China pledges to slow emissions growth

China has announced plans to sharply boost its energy efficiency and slow the growth of carbon emissions as part of its contribution to the fight against global warming.

China announced plans Thursday to sharply boost its energy efficiency and slow the growth of carbon emissions as part of its contribution to the fight against global warming.

The State Council announcement ahead of next month's Copenhagen climate summit pledges that China will cut carbon dioxide emissions per unit of gross domestic product by 40 to 45 per cent by 2020, compared with levels in 2005.

The State Council, or cabinet, said it "is a voluntary action taken by the Chinese government based on its own national conditions and is a major contribution to the global effort in tackling climate change."

The goal does not mean that China will cut its carbon emissions by 2020. In fact, given the expected huge increases in its economy over the next decade, its global warming emissions should increase — but at a much slower pace than if China had made no changes.

India, the world's fifth-biggest greenhouse gas emitter, has proposed a similar policy to link emissions to growth in gross domestic product, defined as a broad measure of the value of the nation's total output of goods and services.

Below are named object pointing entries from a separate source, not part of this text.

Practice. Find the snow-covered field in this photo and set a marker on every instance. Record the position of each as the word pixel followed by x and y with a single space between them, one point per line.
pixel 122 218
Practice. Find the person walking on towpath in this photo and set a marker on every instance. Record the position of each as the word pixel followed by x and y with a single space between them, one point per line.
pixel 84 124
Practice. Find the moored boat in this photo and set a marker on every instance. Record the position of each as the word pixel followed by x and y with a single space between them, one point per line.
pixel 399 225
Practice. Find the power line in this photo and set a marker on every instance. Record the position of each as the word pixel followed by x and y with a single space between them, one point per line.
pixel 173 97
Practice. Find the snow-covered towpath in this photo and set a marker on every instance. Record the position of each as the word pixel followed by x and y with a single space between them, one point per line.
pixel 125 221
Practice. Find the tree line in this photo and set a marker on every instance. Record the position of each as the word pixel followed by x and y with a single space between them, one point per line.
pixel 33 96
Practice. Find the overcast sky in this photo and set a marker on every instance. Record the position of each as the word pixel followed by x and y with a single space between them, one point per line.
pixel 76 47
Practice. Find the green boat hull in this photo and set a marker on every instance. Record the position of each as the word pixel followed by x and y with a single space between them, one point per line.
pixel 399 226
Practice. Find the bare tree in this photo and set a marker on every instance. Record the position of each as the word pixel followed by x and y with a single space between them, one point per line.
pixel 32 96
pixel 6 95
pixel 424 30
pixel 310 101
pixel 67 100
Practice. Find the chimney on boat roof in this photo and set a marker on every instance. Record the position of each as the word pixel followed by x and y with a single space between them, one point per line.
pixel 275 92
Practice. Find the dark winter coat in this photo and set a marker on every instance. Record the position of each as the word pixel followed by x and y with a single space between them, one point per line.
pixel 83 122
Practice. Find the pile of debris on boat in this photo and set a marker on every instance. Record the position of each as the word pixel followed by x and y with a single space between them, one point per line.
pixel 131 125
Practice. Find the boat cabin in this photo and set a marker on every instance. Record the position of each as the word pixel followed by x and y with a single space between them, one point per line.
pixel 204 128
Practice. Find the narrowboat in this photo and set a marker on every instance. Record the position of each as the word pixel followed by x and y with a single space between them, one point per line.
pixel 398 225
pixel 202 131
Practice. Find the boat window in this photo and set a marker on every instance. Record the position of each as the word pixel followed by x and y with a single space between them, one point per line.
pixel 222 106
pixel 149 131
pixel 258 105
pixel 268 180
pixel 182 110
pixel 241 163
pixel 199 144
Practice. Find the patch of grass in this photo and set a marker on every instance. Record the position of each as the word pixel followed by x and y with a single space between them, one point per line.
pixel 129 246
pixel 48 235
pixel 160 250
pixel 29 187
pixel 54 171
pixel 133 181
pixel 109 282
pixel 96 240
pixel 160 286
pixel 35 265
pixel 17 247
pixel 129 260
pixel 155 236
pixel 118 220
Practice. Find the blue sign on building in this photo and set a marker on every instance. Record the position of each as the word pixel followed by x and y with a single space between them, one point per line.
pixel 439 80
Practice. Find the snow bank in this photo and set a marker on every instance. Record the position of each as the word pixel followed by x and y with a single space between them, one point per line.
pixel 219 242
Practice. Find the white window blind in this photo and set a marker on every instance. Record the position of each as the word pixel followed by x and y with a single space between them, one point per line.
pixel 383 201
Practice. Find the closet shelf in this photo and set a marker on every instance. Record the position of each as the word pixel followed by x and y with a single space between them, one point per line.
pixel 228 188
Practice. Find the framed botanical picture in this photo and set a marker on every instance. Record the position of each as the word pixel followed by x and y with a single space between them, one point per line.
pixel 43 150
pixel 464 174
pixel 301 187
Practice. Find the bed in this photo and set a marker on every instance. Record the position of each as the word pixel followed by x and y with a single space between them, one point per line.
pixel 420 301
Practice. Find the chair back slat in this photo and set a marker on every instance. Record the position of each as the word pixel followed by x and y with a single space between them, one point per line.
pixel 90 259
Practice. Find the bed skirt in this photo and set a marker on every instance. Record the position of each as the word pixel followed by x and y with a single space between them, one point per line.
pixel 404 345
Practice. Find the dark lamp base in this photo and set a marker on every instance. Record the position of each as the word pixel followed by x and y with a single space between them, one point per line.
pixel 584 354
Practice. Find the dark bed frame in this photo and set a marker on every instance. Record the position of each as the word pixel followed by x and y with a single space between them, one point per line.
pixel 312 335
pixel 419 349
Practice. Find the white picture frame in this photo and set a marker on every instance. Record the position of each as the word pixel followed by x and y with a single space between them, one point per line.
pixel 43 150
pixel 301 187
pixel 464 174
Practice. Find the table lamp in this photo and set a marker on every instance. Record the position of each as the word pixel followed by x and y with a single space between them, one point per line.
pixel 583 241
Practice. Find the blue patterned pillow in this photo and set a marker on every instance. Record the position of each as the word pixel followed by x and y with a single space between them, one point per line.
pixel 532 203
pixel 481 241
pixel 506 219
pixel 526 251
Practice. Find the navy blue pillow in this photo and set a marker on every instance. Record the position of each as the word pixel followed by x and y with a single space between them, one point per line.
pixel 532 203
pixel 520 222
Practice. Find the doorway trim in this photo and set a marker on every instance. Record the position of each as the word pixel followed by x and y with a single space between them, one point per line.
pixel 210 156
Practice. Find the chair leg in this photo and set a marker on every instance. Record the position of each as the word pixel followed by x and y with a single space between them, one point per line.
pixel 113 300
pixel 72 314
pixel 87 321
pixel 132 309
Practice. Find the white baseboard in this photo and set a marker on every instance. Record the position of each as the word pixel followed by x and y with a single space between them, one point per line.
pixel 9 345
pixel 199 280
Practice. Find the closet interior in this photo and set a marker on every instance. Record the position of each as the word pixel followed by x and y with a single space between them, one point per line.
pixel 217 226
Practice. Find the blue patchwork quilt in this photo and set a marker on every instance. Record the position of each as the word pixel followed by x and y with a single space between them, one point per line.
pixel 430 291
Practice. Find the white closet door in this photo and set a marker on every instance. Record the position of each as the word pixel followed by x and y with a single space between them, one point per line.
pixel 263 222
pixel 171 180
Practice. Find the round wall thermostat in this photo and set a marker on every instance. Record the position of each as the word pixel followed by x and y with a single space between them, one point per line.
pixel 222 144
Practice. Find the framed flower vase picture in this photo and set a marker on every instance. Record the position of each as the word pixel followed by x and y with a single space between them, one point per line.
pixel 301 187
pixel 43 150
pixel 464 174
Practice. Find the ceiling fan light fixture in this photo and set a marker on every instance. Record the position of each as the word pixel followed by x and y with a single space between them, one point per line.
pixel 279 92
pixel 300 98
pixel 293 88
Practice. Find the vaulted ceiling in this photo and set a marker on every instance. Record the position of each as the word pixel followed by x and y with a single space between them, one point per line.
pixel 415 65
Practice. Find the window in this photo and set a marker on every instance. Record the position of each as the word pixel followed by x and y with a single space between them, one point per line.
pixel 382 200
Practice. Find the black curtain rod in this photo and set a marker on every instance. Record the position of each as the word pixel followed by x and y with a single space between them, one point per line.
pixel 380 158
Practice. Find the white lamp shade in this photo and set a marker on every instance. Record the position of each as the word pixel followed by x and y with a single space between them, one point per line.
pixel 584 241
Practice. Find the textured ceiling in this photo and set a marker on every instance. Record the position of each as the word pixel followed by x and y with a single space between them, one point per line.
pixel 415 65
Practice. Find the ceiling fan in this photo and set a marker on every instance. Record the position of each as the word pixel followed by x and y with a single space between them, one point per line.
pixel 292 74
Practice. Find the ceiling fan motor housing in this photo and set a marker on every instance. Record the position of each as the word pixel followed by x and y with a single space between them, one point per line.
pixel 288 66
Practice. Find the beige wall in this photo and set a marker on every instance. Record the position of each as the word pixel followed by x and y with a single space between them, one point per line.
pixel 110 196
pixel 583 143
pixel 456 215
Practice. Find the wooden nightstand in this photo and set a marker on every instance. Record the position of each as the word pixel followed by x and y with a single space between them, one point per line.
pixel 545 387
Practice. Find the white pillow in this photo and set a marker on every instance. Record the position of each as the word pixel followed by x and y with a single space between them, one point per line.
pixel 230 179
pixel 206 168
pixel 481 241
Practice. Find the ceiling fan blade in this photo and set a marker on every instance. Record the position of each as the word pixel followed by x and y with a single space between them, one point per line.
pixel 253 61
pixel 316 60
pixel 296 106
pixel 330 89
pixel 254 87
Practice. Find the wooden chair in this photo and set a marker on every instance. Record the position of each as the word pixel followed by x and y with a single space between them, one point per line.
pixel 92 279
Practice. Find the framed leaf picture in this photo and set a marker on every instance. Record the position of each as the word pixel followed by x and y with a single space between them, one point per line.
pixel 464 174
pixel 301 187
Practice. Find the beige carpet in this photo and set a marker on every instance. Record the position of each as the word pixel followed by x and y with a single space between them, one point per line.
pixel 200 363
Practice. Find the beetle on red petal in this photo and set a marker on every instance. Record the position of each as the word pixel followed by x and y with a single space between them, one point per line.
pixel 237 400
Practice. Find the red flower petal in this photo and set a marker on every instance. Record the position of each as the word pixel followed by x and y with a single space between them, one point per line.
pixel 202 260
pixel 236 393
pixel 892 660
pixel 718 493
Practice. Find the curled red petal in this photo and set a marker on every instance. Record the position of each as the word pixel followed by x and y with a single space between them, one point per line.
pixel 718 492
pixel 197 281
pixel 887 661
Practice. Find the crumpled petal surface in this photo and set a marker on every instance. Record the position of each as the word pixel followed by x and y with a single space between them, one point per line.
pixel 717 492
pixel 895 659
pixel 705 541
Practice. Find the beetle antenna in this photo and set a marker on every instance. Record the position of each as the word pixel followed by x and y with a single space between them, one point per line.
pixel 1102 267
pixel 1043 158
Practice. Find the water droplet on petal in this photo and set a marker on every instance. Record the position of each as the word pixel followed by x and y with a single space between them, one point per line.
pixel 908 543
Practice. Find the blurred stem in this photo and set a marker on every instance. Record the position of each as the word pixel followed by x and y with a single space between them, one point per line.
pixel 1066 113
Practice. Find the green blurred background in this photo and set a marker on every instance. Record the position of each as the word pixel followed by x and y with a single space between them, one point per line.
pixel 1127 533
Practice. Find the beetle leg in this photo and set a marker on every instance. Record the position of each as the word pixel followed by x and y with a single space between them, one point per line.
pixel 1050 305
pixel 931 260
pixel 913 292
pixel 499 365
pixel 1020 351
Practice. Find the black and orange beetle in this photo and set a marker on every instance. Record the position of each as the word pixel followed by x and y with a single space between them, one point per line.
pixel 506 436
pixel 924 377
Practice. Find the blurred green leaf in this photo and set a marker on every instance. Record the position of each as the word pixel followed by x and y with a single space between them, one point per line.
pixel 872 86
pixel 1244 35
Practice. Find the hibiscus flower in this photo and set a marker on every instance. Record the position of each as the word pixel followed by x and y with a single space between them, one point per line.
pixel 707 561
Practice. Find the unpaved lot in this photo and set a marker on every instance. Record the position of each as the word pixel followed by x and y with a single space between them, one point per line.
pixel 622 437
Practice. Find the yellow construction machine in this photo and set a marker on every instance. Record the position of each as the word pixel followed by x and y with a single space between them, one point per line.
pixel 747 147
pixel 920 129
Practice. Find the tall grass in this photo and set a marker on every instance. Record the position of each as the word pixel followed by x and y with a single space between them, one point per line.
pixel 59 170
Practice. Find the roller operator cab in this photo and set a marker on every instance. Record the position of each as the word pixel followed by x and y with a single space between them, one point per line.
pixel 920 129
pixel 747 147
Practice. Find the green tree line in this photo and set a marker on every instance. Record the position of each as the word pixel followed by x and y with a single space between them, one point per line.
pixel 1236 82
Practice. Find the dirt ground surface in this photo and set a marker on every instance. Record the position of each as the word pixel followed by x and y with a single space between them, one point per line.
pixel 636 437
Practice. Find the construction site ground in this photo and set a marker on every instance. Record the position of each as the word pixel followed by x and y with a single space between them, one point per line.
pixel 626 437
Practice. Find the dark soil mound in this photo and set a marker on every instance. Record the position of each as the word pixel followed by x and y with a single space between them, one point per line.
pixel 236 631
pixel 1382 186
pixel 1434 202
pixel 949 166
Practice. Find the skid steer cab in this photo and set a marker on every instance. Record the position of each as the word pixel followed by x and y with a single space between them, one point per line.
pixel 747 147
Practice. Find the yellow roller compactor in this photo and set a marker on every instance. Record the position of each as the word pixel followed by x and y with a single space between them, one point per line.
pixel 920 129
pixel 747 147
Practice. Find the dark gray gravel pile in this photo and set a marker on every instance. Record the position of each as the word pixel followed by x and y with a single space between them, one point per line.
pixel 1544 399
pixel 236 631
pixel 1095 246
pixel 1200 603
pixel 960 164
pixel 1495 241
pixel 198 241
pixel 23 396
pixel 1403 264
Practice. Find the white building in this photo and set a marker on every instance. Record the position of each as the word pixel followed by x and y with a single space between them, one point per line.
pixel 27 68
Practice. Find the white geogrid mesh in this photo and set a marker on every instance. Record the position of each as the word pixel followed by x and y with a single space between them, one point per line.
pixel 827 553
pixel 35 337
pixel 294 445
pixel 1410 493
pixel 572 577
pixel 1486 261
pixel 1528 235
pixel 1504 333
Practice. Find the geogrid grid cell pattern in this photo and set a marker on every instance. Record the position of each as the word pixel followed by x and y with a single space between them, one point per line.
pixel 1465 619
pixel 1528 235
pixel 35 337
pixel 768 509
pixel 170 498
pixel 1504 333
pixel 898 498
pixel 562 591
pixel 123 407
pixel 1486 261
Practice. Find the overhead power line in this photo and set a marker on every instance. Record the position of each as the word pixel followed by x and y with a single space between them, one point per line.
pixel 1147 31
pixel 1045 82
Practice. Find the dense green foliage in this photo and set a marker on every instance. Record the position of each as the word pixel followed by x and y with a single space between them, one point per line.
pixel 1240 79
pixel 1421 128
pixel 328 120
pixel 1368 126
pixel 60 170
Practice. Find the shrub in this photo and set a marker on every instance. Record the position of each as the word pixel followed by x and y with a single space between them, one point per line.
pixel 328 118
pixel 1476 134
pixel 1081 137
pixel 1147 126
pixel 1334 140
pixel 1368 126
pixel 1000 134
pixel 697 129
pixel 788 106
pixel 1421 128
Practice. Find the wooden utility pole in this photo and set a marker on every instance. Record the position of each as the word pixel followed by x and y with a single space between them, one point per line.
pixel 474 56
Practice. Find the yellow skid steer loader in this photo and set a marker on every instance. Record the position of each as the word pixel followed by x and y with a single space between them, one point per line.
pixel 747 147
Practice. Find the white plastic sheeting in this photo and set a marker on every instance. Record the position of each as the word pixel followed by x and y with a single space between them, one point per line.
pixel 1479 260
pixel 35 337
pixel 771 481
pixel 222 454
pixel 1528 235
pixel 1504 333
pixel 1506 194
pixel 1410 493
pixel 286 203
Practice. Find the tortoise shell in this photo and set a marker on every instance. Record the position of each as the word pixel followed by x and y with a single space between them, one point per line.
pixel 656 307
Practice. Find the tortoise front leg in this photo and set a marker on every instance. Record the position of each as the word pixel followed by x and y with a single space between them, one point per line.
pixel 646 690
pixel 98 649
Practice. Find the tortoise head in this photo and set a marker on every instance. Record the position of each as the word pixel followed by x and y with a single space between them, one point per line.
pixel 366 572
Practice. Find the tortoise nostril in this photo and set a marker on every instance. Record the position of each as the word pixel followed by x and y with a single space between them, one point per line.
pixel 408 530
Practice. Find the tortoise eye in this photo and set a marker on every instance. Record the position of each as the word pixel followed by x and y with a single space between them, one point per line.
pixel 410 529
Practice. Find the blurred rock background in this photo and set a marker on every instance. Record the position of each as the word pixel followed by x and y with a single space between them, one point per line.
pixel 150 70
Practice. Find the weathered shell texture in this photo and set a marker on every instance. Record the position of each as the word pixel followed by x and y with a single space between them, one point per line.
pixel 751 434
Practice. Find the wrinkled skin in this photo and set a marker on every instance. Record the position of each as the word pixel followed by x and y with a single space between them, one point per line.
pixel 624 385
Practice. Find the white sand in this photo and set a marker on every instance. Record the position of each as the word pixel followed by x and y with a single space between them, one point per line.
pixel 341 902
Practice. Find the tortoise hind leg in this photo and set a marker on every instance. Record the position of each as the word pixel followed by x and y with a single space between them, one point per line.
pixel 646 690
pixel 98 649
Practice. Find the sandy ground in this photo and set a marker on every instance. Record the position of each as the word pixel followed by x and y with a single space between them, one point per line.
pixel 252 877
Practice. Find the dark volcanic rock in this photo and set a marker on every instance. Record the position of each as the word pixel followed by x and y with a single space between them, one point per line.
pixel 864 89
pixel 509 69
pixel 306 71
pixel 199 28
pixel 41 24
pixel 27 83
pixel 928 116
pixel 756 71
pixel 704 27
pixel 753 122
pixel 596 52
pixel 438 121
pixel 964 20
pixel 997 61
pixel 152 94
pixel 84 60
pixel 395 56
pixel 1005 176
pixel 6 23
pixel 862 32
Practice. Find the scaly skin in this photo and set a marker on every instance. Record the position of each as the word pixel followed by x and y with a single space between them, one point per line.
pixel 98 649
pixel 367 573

China announced earlier Thursday that Premier Wen Jiabao will take part in the Copenhagen meeting to show the country's commitment to the global effort to reduce greenhouse emissions.

The announcements come after the White House said U.S. President Barack Obama will attend the start of the conference to personally commit the U.S. to a goal of substantially cutting greenhouse gases.

"We hope to reach a fair and reasonable arrangement" at Copenhagen, Foreign Ministry spokesman Qin Gang told a news conference. "Wen's attendance fully demonstrates the importance attached to this."

The Dec. 7-18 conference is unlikely to produce a binding agreement. The original goal of the conference was to produce a new global climate change treaty to replace the 1997 Kyoto Protocol. But in recent weeks it became clear that delegates were likely to produce at best an outline for an agreement to be considered late next year.

"This is the first time China has a target that directly links up its emissions figure and its economic development … the importance of this figure is really that China wants to show how it's going to try to develop in a more low-carbon way," said Yang Ailun, climate campaign manager for Greenpeace China.

Boost efficiency

Yang said that in order to meet the new target, China will have to boost energy efficiency, use more renewable energy sources like solar and wind power and look for new ways to reduce its heavy dependence on coal.

The White House said Obama will "put on the table" a U.S. commitment to cut emissions by 17 per cent over the next decade, on the way to reducing heat-trapping pollution by 80 per cent by mid-century.

China has said repeatedly it will seek binding pollution targets for developed countries and reject similar requirements for itself at the international meeting.

China has said it was unfair that all countries be required to play a role combating global warming since most of the environmental damage was caused by developed nations during their industrialization over the last 100 to 200 years.

China, the world's largest emitter of greenhouse gases, has already said renewables such as solar and wind power will supply 15 per cent of its energy needs by 2020. But Beijing is resisting binding emission caps.